I disappeared for a few weeks as the family and I traveled across parts of the western US. While I'm gone, Scott decided to jump on those of us who have chosen to go prepaid. He says we're gonna lose coverage. Well, most of what he says is true, but the coverage 'problem' is a bit overblown.
After our return from roaming across rural Arizona, Colorado, Kansas, New Mexico, Oklahoma and Texas, I can say there are a few alternatives that will keep your from losing coverage when moving to prepaid. The biggest surprise was the AT&T GoPhone. When you lose AT&T coverage, that's it...no roaming. The T-Mobile prepaid phone was far more useful with almost as much off-network roaming available as T-Mobile postpaid plans. We'll talk about CDMA-based phones later.
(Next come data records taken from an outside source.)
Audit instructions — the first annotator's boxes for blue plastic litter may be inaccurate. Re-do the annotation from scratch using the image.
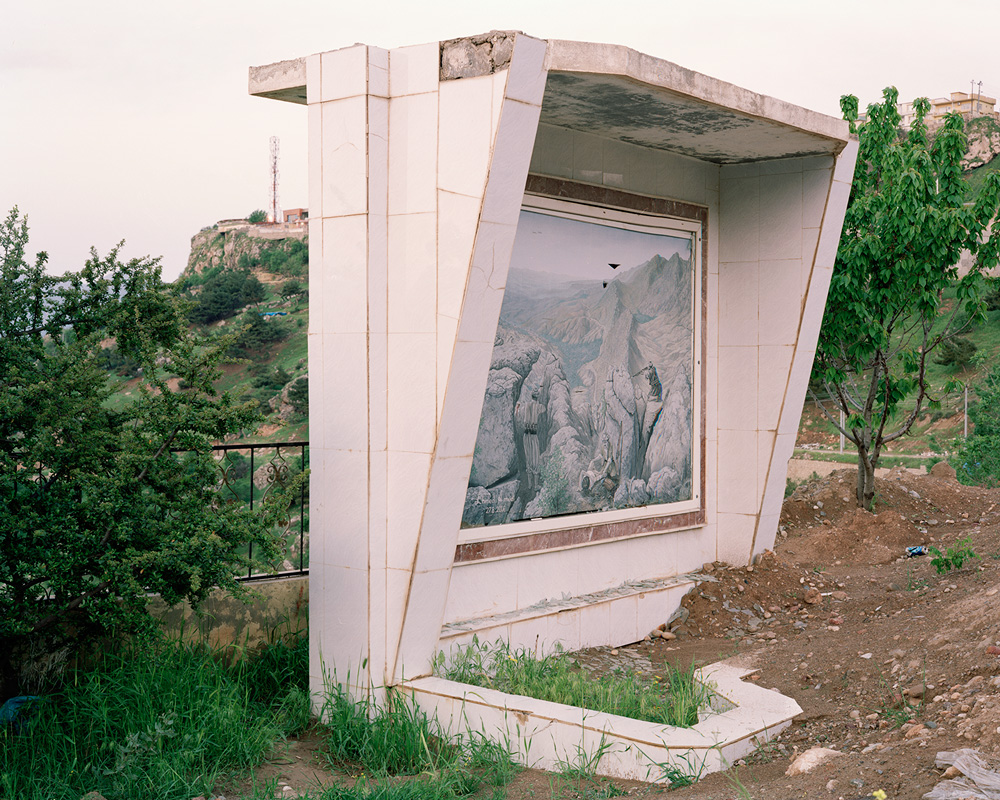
[0,694,42,730]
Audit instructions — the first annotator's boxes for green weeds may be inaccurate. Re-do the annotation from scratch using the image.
[927,536,979,575]
[0,643,309,800]
[321,685,517,800]
[437,641,712,728]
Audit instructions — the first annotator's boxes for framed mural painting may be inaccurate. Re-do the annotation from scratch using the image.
[458,191,704,557]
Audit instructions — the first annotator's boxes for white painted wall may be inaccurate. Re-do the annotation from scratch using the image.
[289,35,854,692]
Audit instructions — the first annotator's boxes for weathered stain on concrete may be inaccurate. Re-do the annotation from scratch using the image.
[541,72,837,164]
[441,31,520,81]
[149,577,309,647]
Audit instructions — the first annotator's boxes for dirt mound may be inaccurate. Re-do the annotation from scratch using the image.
[612,469,1000,800]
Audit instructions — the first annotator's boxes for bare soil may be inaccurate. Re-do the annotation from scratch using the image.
[230,470,1000,800]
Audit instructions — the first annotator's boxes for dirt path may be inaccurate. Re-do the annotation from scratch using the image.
[232,470,1000,800]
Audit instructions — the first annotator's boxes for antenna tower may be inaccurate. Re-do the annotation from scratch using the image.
[270,136,281,224]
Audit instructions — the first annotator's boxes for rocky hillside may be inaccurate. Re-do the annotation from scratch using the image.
[140,220,309,441]
[180,220,308,280]
[962,117,1000,171]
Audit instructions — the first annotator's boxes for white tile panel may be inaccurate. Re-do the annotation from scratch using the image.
[311,333,368,451]
[318,214,368,333]
[802,169,833,228]
[718,346,757,431]
[389,213,437,332]
[386,450,431,570]
[719,177,760,263]
[368,47,389,97]
[507,33,547,105]
[438,75,493,199]
[481,99,540,225]
[309,564,368,686]
[719,261,760,347]
[366,333,389,450]
[760,172,802,260]
[416,456,472,572]
[306,53,323,106]
[718,428,760,518]
[306,105,323,222]
[389,42,441,97]
[758,256,802,345]
[757,345,795,431]
[389,92,438,214]
[309,450,368,569]
[394,569,451,681]
[437,192,482,319]
[717,512,757,566]
[388,333,437,453]
[320,45,368,103]
[436,314,458,420]
[320,96,368,217]
[444,559,517,622]
[368,97,389,216]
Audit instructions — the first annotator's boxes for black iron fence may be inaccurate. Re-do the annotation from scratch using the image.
[212,442,309,580]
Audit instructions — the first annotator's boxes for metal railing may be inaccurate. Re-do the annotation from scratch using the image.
[212,442,309,580]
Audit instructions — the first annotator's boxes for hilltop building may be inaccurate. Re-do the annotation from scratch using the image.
[896,92,1000,128]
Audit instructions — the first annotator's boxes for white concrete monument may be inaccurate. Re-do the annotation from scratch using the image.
[250,31,855,736]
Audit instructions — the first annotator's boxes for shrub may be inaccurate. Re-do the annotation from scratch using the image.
[0,209,287,696]
[934,336,978,367]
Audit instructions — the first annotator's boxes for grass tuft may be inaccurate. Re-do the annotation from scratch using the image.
[0,643,309,800]
[437,640,712,728]
[320,684,517,800]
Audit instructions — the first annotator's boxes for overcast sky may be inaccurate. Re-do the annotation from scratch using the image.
[0,0,1000,278]
[511,211,691,280]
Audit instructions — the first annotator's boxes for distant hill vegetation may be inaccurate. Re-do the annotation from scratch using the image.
[103,220,309,441]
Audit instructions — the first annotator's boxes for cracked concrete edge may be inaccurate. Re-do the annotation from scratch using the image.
[545,39,850,146]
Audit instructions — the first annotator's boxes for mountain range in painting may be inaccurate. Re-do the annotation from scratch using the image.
[462,247,694,527]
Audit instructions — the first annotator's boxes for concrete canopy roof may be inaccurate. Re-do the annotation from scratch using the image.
[249,32,849,164]
[541,40,848,164]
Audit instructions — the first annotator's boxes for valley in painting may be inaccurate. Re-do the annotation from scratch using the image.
[462,210,694,527]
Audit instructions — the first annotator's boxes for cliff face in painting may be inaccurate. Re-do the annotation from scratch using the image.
[462,211,694,527]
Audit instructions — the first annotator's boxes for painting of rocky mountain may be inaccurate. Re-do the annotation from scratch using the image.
[462,209,695,528]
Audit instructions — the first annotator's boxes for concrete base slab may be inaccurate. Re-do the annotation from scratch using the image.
[399,663,802,783]
[439,573,706,654]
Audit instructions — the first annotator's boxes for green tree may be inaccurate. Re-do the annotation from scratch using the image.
[240,275,267,305]
[0,209,290,696]
[813,87,1000,508]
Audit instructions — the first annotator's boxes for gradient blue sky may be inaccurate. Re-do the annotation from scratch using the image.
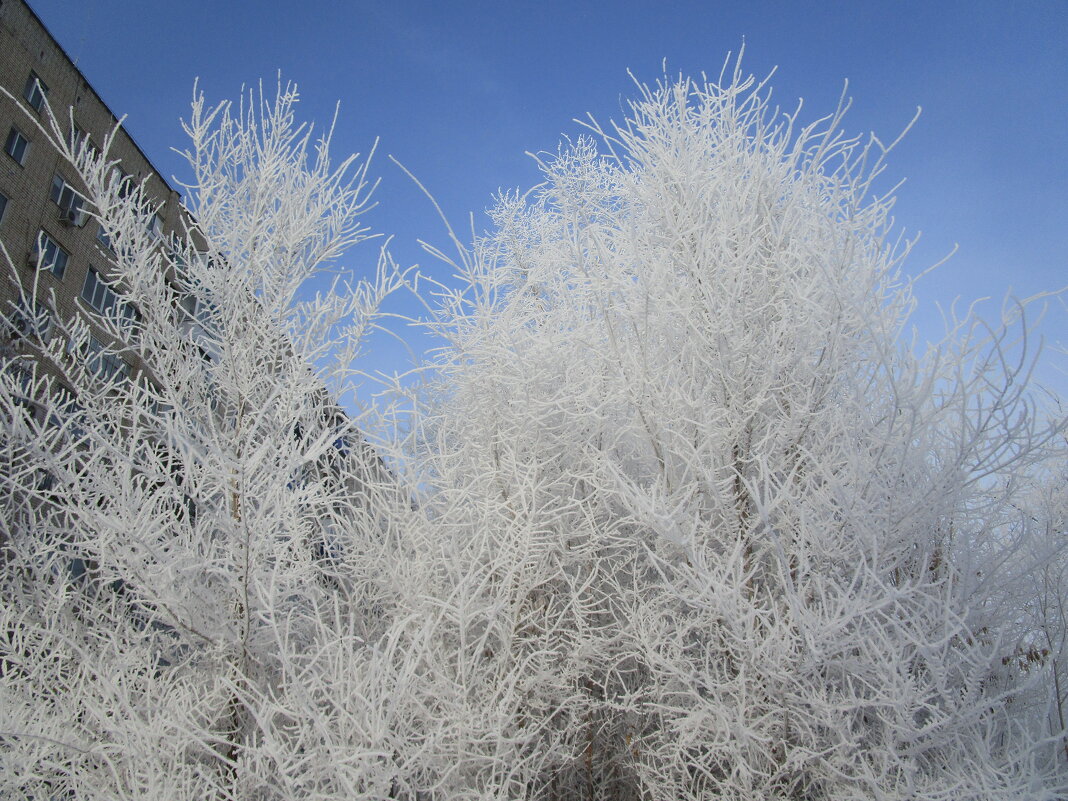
[30,0,1068,393]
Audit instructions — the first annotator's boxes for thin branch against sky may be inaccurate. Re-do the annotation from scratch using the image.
[32,0,1068,392]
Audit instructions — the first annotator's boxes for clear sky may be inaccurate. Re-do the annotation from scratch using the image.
[30,0,1068,393]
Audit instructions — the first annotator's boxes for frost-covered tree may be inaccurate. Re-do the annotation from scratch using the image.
[401,62,1065,801]
[0,80,420,801]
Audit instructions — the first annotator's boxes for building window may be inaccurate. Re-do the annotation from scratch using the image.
[48,174,88,226]
[22,69,48,111]
[110,164,134,199]
[9,297,52,342]
[96,222,115,253]
[145,214,163,239]
[81,267,141,333]
[3,128,30,167]
[32,231,70,278]
[83,335,130,382]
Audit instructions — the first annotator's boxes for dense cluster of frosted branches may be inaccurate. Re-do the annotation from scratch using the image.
[0,64,1068,801]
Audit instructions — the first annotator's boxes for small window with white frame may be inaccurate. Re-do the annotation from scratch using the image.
[3,127,30,167]
[81,267,141,334]
[96,222,115,253]
[30,231,70,278]
[145,213,163,239]
[7,296,52,342]
[22,69,48,111]
[48,173,89,227]
[79,334,130,383]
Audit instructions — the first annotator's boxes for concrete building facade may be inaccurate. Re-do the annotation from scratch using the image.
[0,0,183,407]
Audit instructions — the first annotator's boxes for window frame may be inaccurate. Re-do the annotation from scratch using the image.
[80,265,141,335]
[33,229,70,280]
[48,173,89,227]
[22,69,48,114]
[3,125,30,167]
[78,334,134,383]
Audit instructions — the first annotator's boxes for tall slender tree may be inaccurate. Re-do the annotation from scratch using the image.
[0,84,414,799]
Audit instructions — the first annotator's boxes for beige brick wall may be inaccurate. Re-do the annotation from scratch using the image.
[0,0,180,401]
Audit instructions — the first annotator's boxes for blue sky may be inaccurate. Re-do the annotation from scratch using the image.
[30,0,1068,393]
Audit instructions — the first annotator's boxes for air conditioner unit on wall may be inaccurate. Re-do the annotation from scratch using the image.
[60,207,85,229]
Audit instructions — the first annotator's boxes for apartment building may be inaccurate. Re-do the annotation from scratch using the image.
[0,0,390,534]
[0,0,182,407]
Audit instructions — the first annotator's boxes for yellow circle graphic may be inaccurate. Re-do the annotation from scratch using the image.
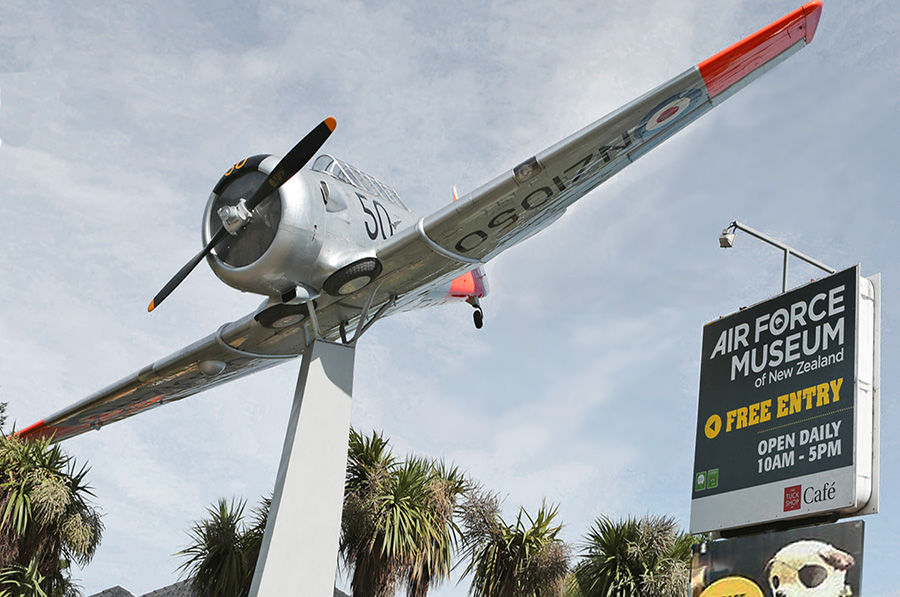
[703,415,722,439]
[700,576,763,597]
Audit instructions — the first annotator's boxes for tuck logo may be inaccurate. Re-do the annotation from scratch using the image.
[784,485,803,512]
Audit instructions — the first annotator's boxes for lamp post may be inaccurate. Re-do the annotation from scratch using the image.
[719,220,837,292]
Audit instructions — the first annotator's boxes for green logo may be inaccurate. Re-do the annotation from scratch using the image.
[694,471,706,491]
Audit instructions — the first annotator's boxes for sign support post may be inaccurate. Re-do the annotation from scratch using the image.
[250,339,356,597]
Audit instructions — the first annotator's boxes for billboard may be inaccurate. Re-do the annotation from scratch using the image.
[691,520,865,597]
[690,266,880,533]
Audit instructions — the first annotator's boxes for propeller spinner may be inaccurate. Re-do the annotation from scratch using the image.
[147,117,337,311]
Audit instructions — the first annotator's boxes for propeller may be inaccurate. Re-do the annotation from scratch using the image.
[147,117,337,311]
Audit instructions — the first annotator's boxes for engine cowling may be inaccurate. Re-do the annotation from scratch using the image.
[202,155,324,296]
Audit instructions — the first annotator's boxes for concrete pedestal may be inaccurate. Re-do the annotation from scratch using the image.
[250,340,356,597]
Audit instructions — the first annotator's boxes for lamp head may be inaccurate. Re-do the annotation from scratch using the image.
[719,226,734,249]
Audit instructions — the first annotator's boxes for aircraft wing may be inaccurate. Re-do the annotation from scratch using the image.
[19,0,822,441]
[378,0,822,288]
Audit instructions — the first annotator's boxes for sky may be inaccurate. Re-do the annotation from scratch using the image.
[0,0,900,597]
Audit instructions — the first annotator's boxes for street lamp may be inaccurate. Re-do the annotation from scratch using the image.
[719,220,837,292]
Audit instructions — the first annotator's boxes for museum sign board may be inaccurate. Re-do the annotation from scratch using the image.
[690,266,880,533]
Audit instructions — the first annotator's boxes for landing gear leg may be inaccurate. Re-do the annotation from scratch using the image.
[466,296,484,330]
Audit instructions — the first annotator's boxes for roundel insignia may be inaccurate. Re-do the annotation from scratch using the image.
[700,576,763,597]
[635,89,702,139]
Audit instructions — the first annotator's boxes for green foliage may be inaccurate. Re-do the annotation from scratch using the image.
[176,498,272,597]
[463,492,569,597]
[340,430,469,597]
[0,560,48,597]
[570,516,693,597]
[0,435,103,597]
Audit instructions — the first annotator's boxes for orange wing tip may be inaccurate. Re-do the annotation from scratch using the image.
[803,0,822,44]
[697,0,822,97]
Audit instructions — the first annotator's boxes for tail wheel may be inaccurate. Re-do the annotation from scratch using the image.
[322,257,381,296]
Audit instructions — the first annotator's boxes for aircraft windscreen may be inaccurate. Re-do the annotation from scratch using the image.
[312,153,412,213]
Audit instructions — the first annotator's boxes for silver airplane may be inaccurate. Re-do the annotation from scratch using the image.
[19,0,822,441]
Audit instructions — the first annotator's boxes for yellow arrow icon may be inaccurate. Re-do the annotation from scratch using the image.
[703,415,722,439]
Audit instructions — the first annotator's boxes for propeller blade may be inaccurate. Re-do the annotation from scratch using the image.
[147,117,337,312]
[246,117,337,211]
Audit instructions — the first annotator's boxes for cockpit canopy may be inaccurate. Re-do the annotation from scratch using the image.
[312,153,412,213]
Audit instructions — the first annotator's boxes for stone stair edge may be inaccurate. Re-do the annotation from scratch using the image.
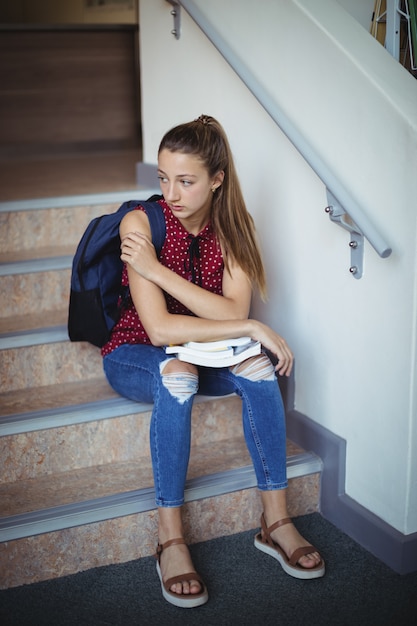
[0,379,237,437]
[0,186,161,213]
[0,452,322,542]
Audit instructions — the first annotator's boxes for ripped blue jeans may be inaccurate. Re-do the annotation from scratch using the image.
[103,344,287,507]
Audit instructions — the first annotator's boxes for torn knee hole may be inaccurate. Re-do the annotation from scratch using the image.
[231,354,275,382]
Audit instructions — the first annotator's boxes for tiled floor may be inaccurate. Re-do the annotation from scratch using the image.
[0,150,141,202]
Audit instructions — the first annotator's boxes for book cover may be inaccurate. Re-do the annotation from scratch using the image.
[165,337,261,367]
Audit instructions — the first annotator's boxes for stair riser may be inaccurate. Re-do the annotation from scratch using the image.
[0,202,117,253]
[0,397,241,480]
[0,269,71,316]
[0,474,320,589]
[0,341,104,390]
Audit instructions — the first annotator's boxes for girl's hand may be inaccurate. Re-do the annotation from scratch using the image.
[120,232,159,280]
[253,322,294,376]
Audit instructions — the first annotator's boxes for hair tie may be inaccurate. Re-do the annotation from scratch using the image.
[195,115,212,126]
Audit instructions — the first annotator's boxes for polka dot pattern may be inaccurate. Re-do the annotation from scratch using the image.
[101,200,224,356]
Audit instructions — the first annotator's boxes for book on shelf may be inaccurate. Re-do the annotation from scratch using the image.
[165,337,261,367]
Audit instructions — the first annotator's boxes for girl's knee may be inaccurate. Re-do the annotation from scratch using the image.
[160,359,198,404]
[230,353,275,382]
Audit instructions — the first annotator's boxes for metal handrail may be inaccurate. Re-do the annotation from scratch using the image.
[167,0,392,278]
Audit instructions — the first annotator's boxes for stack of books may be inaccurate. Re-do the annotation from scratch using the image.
[165,337,261,367]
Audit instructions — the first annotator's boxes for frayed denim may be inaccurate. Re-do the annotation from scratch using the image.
[103,344,288,507]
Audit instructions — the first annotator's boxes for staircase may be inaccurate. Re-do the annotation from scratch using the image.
[0,189,321,589]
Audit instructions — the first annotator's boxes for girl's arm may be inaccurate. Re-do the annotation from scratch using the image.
[120,211,293,375]
[120,211,252,320]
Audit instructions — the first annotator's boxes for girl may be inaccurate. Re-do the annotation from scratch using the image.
[102,115,325,607]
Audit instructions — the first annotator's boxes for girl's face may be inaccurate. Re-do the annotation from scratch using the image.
[158,149,224,232]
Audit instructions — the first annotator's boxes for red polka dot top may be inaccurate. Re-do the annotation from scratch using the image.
[101,200,224,356]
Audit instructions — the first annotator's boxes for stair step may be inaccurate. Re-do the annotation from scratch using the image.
[0,187,160,254]
[0,442,322,542]
[0,188,322,588]
[0,375,236,437]
[0,341,103,393]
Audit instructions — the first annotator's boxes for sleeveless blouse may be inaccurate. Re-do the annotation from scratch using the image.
[101,200,224,356]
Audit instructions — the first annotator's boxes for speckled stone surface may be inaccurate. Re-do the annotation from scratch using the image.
[0,341,104,393]
[0,390,246,482]
[0,475,319,589]
[0,203,121,254]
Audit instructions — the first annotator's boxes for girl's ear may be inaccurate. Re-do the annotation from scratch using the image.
[211,170,224,193]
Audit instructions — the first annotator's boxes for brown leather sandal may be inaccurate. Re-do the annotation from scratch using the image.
[155,537,208,609]
[255,513,325,580]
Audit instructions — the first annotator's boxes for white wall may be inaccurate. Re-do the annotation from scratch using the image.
[140,0,417,534]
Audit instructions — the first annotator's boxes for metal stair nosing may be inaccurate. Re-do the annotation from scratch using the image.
[0,324,69,350]
[0,452,322,542]
[0,188,161,213]
[0,254,73,276]
[0,393,236,437]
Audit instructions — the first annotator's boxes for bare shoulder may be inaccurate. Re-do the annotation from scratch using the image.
[120,209,150,237]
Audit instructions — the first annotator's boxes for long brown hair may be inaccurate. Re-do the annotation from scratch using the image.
[158,115,266,299]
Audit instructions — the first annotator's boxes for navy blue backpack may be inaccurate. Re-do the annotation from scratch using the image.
[68,196,165,347]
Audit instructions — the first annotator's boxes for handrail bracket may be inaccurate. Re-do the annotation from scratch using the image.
[167,0,181,39]
[325,189,364,279]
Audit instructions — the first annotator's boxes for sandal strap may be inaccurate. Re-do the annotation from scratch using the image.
[288,546,317,569]
[261,513,292,546]
[163,572,204,597]
[155,537,186,560]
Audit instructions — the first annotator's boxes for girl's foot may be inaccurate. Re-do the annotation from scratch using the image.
[156,538,208,608]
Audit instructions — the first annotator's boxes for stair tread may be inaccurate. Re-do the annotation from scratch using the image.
[0,374,115,417]
[0,308,68,336]
[0,436,303,519]
[0,245,76,264]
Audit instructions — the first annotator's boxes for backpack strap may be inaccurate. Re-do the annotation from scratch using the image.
[138,201,166,257]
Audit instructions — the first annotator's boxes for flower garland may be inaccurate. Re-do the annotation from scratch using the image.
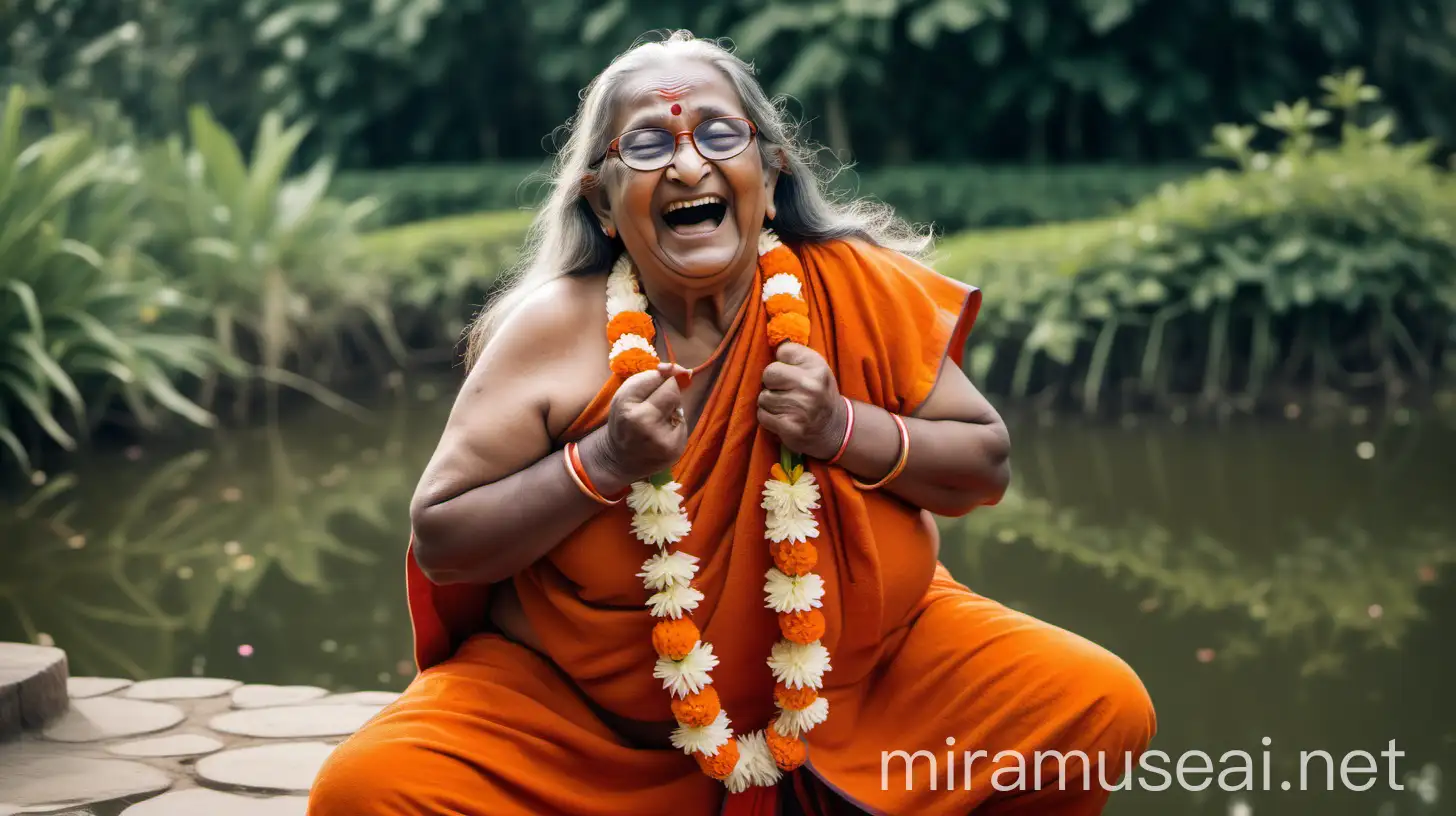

The real stars were the Straight Talk and Net10 'Bring Your Own Phone' plans that kept some kind of coverage virtually everywhere. Like the AT&T and T-Mobile networks they are based on, Data coverage was best on the home network, but there were far more roaming possibilities on Straight Talk and T-Mobile. Critics say the Straight Talk/Net10 coverage maps are too optimistic, but I found them spot on. That's a good thing.
The low lights are that rural data networks are still hopelessly slow, and once our Straight Talk phone 'forgot' that it is supposed to roam on AT&T (a reboot fixed that). Then there's the issue of GSM roaming on Verizon Wireless. Yes, there are parts of the old Alltel GSM network still supported by Verizon. There is no Data and there's a end date for this coverage that needs to be addressed by the GSM community soon or there will be a loss of service.
We are putting together a full report on the TracFone, Straight Talk and Net10 coverage capabilities and how they may be a good choice for your conversion to cheaper prepaid service.